TRAVERSE CITY — Family, friends and community members continue to struggle to understand the circumstances surrounding the deaths of Jeffrey, Tamisha, Thomas and Olivia Mendenhall — a family many perceived to be tight-knit and happy.

State Police troopers found the Mendenhalls dead inside their Garfield Township home on Aug. 13 after an apparent murder-suicide that has shocked the greater Grand Traverse community, especially those who knew the family.

"What I want to tell you is they were a loving family with beautiful and sweet children who we were very honored to have in our congregation," said Rabbi Chava Bahle.

Bahle, the spiritual leader of the Unitarian Universalist Congregation of Grand Traverse, will lead a memorial service in the family's honor Thursday at 6:30 p.m. at Traverse City's Covell Funeral Home.

The Mendenhalls became involved in the Grand Traverse Unitarian Universalist community several years ago: Tamisha, 34, served on congregation committees and the whole family was involved in religious education and nursery programs, Bahle said.

Tamisha and Jeffrey, 54, also actively participated at Traverse Heights Elementary School, where Thomas, 6, was preparing to enter second grade when school starts Sept. 8, Principal Amy Six-King said.

The couple played a big role in organizing, promoting and running a recent school carnival fundraiser, and Tamisha staffed several movie nights at the school last year.

"They were involved parents with Thomas' education, and he was a good student," Six-King said.

She described Thomas as an active reader, and said she remembers watching him pull books off a shelf in the school's main office on many occasions. He was also well liked by teachers and classmates alike.

"In fact he was someone on the playground who other kids often sought out to play with," Six-King said. "His teachers shared a story that on the rare instance when he was absent, people would ask for him. I would say he was a popular kid with his peers."

Six-King added the family's deaths "came out of nowhere" for the Traverse Heights school community, because Jeffrey and Tamisha were so involved, and because Thomas was so personable.

"People are feeling the impact, struggling with why, and wishing that the extended family finds peace," she said. "That's the overwhelming sentiment."

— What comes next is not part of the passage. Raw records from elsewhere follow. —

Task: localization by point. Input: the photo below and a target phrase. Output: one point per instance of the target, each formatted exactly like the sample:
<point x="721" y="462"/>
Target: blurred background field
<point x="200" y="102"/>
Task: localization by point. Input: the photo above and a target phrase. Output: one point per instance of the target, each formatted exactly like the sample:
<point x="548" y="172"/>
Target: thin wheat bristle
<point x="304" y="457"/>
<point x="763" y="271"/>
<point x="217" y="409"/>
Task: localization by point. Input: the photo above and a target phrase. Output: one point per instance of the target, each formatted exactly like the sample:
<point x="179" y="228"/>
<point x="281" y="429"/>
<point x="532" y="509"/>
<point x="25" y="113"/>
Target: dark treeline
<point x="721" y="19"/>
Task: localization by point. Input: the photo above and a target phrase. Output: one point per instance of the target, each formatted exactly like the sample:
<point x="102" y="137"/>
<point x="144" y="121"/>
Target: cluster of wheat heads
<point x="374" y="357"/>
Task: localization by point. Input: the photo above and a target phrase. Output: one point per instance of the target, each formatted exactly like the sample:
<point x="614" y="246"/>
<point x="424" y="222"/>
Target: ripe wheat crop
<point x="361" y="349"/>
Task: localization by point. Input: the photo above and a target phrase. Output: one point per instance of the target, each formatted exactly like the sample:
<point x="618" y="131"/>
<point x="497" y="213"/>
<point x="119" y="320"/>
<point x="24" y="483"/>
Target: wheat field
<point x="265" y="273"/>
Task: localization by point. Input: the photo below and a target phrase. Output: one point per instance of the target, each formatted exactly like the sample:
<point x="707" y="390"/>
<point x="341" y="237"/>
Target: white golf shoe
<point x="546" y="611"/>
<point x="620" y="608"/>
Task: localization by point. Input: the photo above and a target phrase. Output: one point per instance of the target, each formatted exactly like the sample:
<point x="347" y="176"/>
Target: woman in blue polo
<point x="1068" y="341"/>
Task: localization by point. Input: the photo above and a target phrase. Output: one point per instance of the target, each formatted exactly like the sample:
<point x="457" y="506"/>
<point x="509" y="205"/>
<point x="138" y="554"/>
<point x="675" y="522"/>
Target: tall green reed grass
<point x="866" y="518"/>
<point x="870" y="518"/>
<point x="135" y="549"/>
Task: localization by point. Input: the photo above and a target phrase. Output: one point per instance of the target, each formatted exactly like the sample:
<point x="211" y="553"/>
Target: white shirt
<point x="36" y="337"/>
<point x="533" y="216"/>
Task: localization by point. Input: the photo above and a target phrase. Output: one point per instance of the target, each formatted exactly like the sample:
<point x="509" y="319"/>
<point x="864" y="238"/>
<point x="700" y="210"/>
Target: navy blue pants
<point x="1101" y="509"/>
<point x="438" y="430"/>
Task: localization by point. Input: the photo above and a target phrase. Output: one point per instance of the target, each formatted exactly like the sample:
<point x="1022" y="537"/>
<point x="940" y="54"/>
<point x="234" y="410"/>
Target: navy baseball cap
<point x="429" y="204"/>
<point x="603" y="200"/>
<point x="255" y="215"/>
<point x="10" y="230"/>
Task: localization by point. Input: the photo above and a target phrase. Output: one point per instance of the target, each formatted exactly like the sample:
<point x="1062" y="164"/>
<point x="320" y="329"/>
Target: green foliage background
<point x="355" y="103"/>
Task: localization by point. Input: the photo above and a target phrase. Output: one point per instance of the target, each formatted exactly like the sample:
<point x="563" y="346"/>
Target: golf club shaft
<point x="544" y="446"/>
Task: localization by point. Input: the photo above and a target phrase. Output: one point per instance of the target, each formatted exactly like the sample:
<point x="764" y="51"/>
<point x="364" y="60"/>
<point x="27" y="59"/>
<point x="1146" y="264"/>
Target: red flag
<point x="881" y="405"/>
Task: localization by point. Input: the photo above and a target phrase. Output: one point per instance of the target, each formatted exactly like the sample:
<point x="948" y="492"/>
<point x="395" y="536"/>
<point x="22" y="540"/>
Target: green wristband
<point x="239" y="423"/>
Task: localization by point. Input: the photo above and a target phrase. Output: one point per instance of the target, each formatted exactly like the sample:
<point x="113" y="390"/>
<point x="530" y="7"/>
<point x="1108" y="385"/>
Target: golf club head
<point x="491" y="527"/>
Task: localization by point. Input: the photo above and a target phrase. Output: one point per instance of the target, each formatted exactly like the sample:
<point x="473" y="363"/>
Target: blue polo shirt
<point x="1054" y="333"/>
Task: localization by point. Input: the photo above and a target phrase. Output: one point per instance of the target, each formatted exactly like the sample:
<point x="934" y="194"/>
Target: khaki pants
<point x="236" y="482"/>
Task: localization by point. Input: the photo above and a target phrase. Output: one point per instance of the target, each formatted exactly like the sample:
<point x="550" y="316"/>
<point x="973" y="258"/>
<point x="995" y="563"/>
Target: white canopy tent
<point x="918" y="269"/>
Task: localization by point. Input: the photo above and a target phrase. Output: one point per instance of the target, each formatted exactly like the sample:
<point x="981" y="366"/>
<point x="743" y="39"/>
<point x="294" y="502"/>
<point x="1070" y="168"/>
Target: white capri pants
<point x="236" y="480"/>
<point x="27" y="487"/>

Olivia, 3, was described as having a "lovely smile and sweet gentle nature" by comments on an online memorial guestbook.

Bahle said last Sunday she focused her message from the pulpit on how her congregation can approach such a tragic event. She said it's also important for community members to now think about how they can identify and help people who are in crisis, including those struggling to cope with the Mendenhalls' deaths.

Both matters are tied to another question that Bahle said is part of a normal reaction to such a trauma: Could more have been done to help the Mendenhalls?

"That is a question that resonates for all of us, and I hope will make us as a community hold each other closer and help each other," she said.

Jeffrey's brother Ernie Mendenhall, in a written statement, thanked friends, co-workers and the community for being supportive and caring "during these sad and trying times."

"We have had many happy and wonderful times with Jeff, Tamisha, Thomas and Olivia over the years and will miss them deeply," he wrote in the statement.

Visitation at Covell Funeral Home is open to the community and starts at 3 p.m., followed by the memorial service at 6:30 p.m. Memorial contributions can be made through the funeral home and will benefit the Mendenhalls' family.

Covell Funeral Home offers a 24-hour grief counseling hotline at 800-480-1234. Traverse City Area Public Schools officials are also offering counseling and support services.